In Zambia il COE, l’organismo che ci ha inviato come volontari, gestisce due centri scolastici. Il primo è il St. Ambrose Trade Centre ed è un centro professionale, dove la gioventù può imparare un mestiere (falegname, fabbro, elettricista, sarta e segretaria) che li tolga dalla strada e dia speranza al loro futuro. L’altra, la Malundu School, è una scuola a carattere accademico con classi che vanno dall’asilo alla maturità. La nostra esperienza come volontari in questi progetti del COE è stata quella di un inserimento fatto in punta di piedi, in quanto già da anni questi progetti vanno avanti grazie al lavoro di altri volontari e collaboratori locali. L’essere volontari comporta sempre un umile inserimento in atteggiamento di “ascolto nella realtà di cui si vuole essere in servizio per un pe­riodo più o meno lungo: non si va a “dare”, né a “portare” qualcosa; si va a “condividere” un servizio da svolgere insieme. I nostri fratelli e le nostre sorelle di pelle scura sono dei colleghi con cui lavorare e con cui cercare le soluzioni migliori.

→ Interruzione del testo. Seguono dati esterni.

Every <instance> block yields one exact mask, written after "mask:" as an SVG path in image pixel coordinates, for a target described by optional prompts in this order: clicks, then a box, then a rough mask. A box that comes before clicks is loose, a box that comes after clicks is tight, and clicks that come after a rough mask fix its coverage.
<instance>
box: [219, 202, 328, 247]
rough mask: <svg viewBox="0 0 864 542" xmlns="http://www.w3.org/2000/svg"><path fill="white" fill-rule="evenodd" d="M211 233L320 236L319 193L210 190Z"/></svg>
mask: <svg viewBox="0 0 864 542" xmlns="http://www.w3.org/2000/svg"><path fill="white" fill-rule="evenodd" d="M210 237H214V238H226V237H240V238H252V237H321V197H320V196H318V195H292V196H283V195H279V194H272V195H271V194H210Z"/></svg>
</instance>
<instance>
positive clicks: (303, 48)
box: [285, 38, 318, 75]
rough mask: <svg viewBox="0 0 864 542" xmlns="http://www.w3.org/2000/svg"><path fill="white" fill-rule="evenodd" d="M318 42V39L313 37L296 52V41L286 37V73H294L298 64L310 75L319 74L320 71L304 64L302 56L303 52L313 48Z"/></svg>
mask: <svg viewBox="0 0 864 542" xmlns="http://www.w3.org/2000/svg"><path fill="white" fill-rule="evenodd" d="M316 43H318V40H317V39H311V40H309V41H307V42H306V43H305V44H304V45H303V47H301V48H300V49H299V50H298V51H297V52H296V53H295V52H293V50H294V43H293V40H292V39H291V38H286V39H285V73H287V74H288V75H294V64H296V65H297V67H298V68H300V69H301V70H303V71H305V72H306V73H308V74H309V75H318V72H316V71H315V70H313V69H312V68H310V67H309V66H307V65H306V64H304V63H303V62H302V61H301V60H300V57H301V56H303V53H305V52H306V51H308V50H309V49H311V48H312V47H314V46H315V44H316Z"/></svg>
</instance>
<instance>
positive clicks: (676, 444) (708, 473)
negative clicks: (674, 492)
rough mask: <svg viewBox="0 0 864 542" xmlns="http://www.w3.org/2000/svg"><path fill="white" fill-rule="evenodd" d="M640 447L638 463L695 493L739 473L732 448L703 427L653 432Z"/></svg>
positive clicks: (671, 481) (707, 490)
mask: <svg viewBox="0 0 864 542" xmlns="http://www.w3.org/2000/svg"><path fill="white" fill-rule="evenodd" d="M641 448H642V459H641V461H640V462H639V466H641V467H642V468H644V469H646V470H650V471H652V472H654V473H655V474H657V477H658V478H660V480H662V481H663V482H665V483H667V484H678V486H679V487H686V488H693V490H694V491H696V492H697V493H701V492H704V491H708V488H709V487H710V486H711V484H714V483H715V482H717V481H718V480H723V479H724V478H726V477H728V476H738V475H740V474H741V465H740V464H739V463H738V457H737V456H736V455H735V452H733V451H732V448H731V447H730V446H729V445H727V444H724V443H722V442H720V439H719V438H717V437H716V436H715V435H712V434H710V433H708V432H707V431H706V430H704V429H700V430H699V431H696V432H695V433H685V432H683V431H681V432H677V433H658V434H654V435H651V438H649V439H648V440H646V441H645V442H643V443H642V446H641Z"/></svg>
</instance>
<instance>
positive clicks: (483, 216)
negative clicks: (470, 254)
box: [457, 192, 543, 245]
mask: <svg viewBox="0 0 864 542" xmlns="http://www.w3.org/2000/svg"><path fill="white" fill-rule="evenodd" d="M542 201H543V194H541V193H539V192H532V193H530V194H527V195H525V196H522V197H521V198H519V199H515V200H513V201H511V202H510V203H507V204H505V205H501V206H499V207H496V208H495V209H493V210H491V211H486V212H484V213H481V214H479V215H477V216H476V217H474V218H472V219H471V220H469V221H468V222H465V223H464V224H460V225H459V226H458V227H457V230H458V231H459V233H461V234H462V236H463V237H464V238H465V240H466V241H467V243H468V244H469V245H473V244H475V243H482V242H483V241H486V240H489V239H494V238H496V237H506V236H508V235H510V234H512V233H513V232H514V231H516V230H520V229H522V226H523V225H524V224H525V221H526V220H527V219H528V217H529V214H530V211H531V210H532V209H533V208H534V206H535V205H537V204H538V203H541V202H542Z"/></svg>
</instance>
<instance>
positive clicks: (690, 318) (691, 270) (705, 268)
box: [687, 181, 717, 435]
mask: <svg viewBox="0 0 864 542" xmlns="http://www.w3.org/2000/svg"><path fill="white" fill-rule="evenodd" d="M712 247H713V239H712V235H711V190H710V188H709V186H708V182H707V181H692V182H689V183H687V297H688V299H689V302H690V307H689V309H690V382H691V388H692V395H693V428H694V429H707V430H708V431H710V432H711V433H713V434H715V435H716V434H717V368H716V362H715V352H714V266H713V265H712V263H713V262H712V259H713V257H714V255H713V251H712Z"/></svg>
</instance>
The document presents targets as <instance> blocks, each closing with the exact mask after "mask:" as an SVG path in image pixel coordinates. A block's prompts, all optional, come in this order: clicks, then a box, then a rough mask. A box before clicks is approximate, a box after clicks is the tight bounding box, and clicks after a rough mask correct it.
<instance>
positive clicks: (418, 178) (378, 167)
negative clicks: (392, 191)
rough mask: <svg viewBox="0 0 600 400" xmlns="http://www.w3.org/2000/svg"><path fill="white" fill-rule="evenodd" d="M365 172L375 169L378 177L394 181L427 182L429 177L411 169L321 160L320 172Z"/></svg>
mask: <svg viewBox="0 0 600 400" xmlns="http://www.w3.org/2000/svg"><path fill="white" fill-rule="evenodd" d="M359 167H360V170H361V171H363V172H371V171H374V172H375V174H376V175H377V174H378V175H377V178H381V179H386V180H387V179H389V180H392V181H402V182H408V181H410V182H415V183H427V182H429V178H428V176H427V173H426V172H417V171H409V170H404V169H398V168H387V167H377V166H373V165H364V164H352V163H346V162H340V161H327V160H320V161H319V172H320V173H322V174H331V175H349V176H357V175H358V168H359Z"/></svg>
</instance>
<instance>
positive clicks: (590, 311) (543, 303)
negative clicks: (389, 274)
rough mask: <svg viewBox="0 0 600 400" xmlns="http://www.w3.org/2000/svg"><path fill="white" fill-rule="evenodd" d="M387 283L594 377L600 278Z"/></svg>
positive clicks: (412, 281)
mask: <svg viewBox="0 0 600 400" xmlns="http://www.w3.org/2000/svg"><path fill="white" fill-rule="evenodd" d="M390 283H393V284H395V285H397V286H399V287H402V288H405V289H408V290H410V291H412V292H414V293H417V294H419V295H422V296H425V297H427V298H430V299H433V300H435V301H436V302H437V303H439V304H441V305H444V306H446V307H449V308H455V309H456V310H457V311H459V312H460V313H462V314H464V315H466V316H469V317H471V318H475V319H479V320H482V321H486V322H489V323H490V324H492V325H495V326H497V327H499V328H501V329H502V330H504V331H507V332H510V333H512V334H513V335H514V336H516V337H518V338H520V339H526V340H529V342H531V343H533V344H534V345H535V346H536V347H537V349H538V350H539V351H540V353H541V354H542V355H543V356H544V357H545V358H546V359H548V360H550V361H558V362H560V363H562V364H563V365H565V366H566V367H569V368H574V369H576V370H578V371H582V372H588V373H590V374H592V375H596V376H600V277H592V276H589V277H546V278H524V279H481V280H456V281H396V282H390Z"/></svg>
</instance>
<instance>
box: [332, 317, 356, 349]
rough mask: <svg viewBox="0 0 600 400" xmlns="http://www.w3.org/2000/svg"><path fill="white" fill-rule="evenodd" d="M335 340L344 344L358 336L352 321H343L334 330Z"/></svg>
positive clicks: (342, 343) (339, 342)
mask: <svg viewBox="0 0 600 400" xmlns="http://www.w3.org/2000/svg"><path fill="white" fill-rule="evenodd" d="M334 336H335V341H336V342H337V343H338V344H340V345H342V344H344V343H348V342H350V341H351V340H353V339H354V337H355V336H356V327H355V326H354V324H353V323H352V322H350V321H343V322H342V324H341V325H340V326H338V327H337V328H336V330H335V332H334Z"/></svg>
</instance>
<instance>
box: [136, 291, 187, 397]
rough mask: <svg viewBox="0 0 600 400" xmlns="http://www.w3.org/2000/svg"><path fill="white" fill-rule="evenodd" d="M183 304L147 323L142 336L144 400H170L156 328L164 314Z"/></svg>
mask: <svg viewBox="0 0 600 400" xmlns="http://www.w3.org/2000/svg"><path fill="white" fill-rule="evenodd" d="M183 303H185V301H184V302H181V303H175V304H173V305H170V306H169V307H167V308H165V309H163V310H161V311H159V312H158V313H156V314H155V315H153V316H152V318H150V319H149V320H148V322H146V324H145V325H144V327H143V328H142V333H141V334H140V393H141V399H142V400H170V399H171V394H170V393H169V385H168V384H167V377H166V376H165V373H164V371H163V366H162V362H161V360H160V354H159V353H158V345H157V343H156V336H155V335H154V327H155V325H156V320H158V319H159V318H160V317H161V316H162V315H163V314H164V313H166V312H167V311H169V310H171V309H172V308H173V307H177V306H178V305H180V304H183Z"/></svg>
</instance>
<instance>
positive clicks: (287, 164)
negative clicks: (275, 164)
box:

Animati da questo spirito, siamo riusciti a superare le inevitabili diffi­coltà che si incontrano in ogni cammino, ed anche a portare il nostro contributo per la crescita di questi due centri scolastici. Possiamo dire di aver visto un piccolo segmento di sviluppo prendere forma sotto i nostri occhi e, per chi crede, abbiamo visto il Signore all’opera. Ci è stato anche di valido aiuto il sentirci parte della più grande realtà missionaria della Diocesi di Milano, sacerdoti, suore e altri volontari; una comunità di persone che ci ha sempre seguito ed accolto con simpatia (anche se proveniamo dalle Marche) e che abbiamo imparato ad ammirare per l’impegno al servizio dei poveri e del vangelo. Abbiamo lasciato Kafue con nostalgia, con la voglia più di restare che di partire. Il cammino fatto insieme ai nostri fratelli zambiani ha arricchito la nostra vita e quella dei nostri bambini che speriamo conservino sempre dentro di sé la gioia della loro amicizia vissuta intensamente con i loro compagni di gioco.



[1] F. PIGNOTTI, Una famiglia in missione, Giornalino del COE, ottobre 1996

[2] Questo è stato il nostro secondo progetto, realizzato alle dipendenze del COE di Milano negli anni 1994-1996. Il primo progetto che avevamo realizzato in Zambia era stato alle dipendenze del CVM di Ancona begli anni 1989-1992.